Answer #4: OFAC has not said explicitly how many degrees, but we believe interest will be three or four hops.
Question #5: Is it required to block a coin that is “tainted” through the use of a blockchain explorer as you described?
Answer #5: It’s required by OFAC to block a coin that’s connected to a sanctioned address. If it cannot be blocked, it must be held in custody and you must call OFAC for further instruction.
Question #6: Will the Blockchain assist with determining if an address is a sanctioned address? How can we vet addresses before accepting the transaction?
Answer #6: Yes, a blockchain explorer would assist in determining if an address is sanctioned, or connected to a sanctioned address. This service can be used to vet addresses before accepting a transaction.
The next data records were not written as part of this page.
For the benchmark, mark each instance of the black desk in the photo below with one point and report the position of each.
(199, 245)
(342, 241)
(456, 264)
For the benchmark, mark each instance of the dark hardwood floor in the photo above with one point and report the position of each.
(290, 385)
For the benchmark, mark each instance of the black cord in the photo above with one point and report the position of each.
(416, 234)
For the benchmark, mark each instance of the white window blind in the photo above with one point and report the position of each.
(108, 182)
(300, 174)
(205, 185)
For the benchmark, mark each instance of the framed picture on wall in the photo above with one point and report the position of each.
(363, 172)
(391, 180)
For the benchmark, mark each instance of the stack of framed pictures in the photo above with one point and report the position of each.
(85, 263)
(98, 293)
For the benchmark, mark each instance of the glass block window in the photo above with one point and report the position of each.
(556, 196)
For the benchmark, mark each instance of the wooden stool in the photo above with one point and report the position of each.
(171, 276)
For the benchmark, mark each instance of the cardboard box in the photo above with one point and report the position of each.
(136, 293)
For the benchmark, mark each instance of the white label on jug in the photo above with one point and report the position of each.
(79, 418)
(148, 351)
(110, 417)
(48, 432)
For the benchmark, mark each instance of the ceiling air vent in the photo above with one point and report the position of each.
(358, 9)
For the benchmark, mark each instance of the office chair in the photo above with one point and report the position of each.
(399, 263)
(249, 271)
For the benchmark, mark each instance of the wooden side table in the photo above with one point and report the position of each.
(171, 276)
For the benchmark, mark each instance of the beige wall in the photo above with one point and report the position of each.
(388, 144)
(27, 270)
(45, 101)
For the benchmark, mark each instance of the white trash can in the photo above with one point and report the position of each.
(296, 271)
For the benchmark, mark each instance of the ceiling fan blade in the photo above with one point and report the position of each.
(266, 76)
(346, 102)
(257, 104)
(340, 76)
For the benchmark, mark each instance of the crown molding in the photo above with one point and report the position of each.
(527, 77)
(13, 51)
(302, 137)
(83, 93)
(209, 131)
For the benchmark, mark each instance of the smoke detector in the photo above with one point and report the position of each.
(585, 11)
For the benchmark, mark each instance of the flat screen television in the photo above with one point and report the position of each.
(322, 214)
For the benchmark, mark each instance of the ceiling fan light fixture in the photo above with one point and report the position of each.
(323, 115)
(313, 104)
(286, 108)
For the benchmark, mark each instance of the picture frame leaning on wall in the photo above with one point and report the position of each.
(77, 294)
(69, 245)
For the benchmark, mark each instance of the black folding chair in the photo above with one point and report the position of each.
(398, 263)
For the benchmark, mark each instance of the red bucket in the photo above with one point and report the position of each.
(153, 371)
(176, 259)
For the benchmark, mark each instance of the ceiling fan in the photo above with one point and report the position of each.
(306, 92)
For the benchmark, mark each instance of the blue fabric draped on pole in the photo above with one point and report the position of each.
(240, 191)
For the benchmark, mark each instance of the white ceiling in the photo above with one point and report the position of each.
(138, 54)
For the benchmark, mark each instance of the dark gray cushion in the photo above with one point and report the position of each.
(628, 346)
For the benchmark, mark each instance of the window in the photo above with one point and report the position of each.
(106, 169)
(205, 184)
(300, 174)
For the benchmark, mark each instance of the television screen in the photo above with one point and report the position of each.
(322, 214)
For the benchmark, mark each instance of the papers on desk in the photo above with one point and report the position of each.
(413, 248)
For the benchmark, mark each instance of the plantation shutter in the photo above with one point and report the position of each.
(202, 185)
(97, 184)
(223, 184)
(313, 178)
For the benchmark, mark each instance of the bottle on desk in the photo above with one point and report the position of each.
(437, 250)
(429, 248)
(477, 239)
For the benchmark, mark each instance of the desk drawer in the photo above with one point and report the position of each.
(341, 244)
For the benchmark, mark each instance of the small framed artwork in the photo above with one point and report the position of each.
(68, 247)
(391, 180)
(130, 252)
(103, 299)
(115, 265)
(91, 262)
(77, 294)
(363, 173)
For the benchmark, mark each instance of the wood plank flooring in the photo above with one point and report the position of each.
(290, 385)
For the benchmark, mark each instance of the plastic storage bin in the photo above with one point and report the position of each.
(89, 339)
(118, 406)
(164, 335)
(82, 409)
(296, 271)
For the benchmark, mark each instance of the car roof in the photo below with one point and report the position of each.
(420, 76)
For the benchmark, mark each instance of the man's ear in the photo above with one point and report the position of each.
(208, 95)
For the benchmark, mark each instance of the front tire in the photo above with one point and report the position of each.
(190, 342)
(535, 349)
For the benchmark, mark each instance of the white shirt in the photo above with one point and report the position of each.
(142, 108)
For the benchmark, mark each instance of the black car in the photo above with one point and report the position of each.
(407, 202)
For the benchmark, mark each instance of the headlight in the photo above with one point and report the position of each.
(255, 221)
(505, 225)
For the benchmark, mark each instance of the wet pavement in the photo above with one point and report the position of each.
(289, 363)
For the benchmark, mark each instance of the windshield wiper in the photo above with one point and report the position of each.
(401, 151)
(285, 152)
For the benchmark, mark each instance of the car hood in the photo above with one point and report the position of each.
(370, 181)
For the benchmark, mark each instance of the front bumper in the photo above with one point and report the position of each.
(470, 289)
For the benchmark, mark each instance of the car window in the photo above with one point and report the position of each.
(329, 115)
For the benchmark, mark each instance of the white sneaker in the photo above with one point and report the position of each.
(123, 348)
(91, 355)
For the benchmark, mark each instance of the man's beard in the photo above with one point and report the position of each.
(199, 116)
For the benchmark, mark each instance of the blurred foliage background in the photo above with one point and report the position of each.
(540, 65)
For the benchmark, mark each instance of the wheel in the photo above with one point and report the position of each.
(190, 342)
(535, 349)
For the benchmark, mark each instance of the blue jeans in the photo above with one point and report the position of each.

Question #7: How about for peer-to-peer transfers?
Answer #7: Peer-to-Peer (P2P) exchanges who don’t touch or hold the currency could argue that they can’t control this. However, if sanctioned bitcoin flowed through their platform, it is doubtful that OFAC would accept this argument. Moreoever, the reputational risk would be extremely large, every bank and FI would struggle to continue working with them.
Question #8: If a bitcoin transaction is going to an address one or two degrees separated from one of the sanctioned addresses, does an FI legally have to prevent that transaction, and if they let it go, are they subject to penalties?
Answer #8: This is a common question, and most FIs would refuse to do that transaction. They wouldn’t do any further investigation as one or two hops away from a sanctioned individual entity would be outside of that FIs risk appetite, and that would be the end of it.
At the very least, the FI would want to hold that transaction and conduct an investigation, keeping in mind the key thing to determine would be the source of funds. Specifically, was the source of funds the actual sanctioned individual entity?